Un chercheur russe a expliqué son intention de modifier un gène dans des embryons humains, ce qui les rendrait résistants au VIH. Un défi controversé qui n’est pas sans rappeler le scandale d’il y a quelques mois en Chine des jumelles génétiquement modifiées.
En novembre 2018, le biologiste He Jiankui de l’Université de sciences et technologies de Chine, avait fait l’une des déclarations les plus choquantes dans le monde de la biologie, où il explique avoir effectué une fécondation in vitro (FIV) d’embryons génétiquement modifiés grâce à l’outil d’édition génétique CRISPR-Cas9, pour qu’ils soient protégés du VIH. Ce projet a abouti à la naissance de deux soeurs jumelles durant le mois d’octobre.
CCR5, le nom du gêne modifié, exprime un récepteur sur certaines cellules immunitaires reconnu par le VIH, leur permettant d’infecter l’hôte.
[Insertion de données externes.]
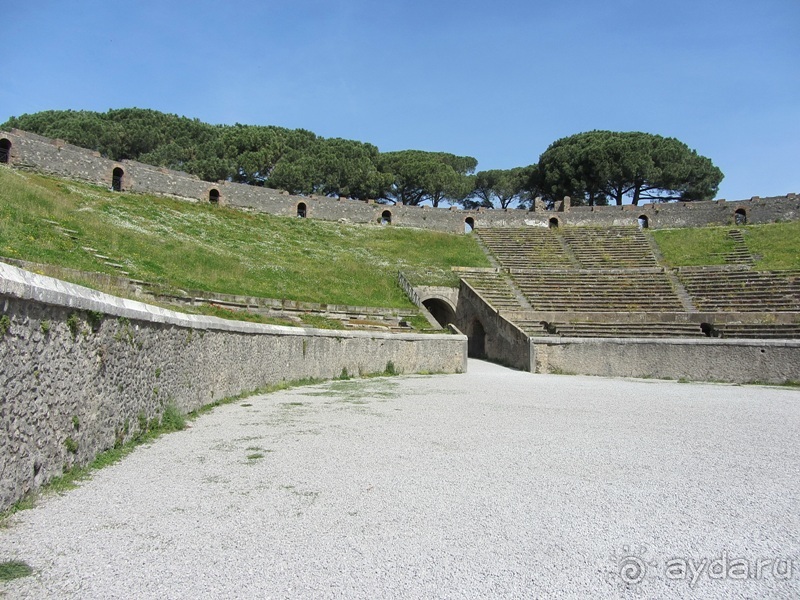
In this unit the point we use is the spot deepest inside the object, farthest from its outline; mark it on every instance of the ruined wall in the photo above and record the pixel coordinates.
(79, 367)
(65, 160)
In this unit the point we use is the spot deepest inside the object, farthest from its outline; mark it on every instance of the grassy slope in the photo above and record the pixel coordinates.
(775, 245)
(198, 246)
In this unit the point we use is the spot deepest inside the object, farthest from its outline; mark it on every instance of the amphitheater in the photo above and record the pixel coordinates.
(573, 290)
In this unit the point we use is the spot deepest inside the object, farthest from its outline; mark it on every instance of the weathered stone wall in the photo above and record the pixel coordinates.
(65, 160)
(79, 365)
(736, 361)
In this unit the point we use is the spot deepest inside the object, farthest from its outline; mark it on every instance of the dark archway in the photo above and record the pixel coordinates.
(5, 150)
(116, 179)
(476, 344)
(441, 311)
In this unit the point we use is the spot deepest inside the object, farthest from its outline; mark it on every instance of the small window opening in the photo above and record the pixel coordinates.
(116, 179)
(5, 150)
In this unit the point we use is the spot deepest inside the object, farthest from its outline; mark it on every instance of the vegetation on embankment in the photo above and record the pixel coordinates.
(185, 245)
(774, 245)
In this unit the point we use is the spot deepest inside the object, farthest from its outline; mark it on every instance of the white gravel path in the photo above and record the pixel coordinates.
(495, 483)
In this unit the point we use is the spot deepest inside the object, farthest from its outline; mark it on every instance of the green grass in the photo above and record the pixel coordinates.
(694, 247)
(170, 420)
(774, 245)
(14, 569)
(185, 245)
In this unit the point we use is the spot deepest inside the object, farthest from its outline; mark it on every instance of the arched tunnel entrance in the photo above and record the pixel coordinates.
(441, 311)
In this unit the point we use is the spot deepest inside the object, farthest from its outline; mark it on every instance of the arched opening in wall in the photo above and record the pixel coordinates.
(116, 179)
(441, 311)
(5, 150)
(476, 342)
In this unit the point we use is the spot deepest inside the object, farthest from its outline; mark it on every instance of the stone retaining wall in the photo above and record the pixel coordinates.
(65, 160)
(79, 368)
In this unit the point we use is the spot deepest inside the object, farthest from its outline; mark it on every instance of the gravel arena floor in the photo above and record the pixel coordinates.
(491, 484)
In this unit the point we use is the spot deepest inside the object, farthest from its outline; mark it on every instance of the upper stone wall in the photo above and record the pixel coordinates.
(56, 157)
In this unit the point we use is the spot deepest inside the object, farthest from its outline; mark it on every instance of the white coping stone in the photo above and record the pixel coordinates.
(26, 285)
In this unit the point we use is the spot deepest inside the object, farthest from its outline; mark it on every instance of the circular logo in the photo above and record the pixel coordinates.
(632, 570)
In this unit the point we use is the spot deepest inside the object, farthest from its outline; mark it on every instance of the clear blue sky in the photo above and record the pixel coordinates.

Une modification de sa séquence empêche le virus de pouvoir s’y attacher.
Cette étude, qui a choqué la communauté scientifique pour son manque d’éthique, cause également une inquiétude au niveau de l’hérédité des deux filles, car ces modifications génétiques peuvent être transmises à la descendance.
Il y a également le risque que cette étude pousse d’autres scientifiques à franchir la ligne rouge pour se lancer dans le même type d’expérience, ce qui est apparemment le cas pour Denis Rebrikov, généticien du Centre de recherche en obstétrique, gynécologie et périnatalogie.
Alors qu’un moratoire sur la modification du génome héréditaire voudrait être mis en place par de nombreux chercheurs, le biologiste russe a fait clairement comprendre qu’il désirerait être la deuxième personne à créer des enfants génétiquement modifiés, et que la seule chose qui l’en empêche est l’attente de l’approbation du gouvernement russe qui, selon lui, ne devrait pas trop causer de problèmes.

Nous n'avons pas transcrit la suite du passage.